On March 1, 1920, hundreds of Arabs from a neighboring village in southern Lebanon gathered outside of the farming community of Tel Hai in a post-WW1 area that was loosely under French control as the British mandate in Palestine had not yet been established.
The Arabs thought that the Jews were sheltering French troops in Tel Hai, and as tensions mounted, a Jewish farmer fired a shot into the air as a signal to bring reinforcements from the nearby village of Kfar Giladi. Trumpeldor arrived with 10 men. A firefight ensued in which Trumpeldor was mortally wounded, dying after being evacuated to Kfar Giladi.
Laying on his deathbed, his final words are said to have been: “Never mind, it is good to die for our country,” a phrase that represented his heroism and dedication to building a Jewish homeland.
Eight Jewish defenders – two women and six men ,including Trumpelor – fell in the defense of Tel Hai. The nearby city of Kiryat Shmona – Hebrew for ‘the town of eight’ – is named for the eight fallen defenders.
The resolute actions of Trumpeldor and his colleagues against a much larger attacking force inspired the Jews of Jerusalem.
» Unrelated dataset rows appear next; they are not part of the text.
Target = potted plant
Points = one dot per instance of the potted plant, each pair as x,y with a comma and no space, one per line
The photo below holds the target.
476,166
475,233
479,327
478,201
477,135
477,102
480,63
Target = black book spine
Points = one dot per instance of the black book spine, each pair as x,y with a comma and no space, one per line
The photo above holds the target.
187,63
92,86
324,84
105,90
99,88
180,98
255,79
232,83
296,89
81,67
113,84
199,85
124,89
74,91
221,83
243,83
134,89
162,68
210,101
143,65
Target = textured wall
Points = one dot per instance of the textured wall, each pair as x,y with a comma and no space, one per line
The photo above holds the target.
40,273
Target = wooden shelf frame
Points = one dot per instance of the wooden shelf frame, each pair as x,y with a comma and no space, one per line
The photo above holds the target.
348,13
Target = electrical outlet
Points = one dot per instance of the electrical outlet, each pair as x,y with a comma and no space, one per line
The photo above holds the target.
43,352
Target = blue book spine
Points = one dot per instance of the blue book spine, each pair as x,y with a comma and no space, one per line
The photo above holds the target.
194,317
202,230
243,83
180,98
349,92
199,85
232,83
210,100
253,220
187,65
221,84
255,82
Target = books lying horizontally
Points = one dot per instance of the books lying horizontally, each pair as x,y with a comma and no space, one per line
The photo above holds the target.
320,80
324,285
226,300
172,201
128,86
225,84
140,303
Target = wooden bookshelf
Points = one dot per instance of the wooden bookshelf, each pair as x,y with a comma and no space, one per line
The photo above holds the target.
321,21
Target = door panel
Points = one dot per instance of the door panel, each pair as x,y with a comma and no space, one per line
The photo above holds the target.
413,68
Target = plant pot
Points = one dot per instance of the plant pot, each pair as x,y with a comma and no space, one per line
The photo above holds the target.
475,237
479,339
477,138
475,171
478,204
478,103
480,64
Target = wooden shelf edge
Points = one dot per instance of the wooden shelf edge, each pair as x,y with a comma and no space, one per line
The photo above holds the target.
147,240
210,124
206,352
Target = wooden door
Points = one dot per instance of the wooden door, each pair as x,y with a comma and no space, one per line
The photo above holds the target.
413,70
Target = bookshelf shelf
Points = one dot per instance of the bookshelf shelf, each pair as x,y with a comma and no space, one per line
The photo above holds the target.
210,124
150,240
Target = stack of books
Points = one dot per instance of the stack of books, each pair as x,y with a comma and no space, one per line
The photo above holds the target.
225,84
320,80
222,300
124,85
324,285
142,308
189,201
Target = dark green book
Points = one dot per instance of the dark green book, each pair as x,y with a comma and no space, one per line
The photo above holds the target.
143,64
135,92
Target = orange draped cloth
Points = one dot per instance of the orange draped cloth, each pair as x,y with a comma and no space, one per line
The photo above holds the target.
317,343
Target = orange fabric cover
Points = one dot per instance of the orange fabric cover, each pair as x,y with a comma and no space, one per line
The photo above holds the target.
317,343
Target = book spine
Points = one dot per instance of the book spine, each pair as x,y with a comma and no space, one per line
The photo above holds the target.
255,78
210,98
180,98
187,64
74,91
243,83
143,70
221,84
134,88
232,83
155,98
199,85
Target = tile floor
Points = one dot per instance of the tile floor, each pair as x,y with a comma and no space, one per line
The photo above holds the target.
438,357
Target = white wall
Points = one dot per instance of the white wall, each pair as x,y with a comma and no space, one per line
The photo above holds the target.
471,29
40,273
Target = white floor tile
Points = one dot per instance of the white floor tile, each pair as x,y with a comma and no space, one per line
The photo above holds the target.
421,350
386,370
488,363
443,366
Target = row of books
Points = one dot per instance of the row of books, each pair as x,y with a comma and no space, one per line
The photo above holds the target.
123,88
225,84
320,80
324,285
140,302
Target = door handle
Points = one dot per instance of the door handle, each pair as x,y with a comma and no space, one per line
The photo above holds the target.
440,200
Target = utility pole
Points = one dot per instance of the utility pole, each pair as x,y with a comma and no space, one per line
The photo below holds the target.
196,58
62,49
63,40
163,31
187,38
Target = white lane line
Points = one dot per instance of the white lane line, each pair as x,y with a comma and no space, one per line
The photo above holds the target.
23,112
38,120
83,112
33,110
The memorial is best known for an emblematic statue of a defiant lion representing Trumpeldor and his comrades.
At the memorial service held on Tuesday, Prime Minister Benjamin Netanyahu praised Trumpeldor as the “lion of the Galilee.”
“Trumpeldor didn’t have to die to become a legend – he was a legend during his life,” Netanyahu said.
“His wonderful personality represented the gospel of Zionism, love of the Land of Israel, grounded stature, heroism and sacrifice, working the land and above all national honor,” Netanyahu added.
“At every stage in his short life, Trumpeldor left a mark of leadership and courage.”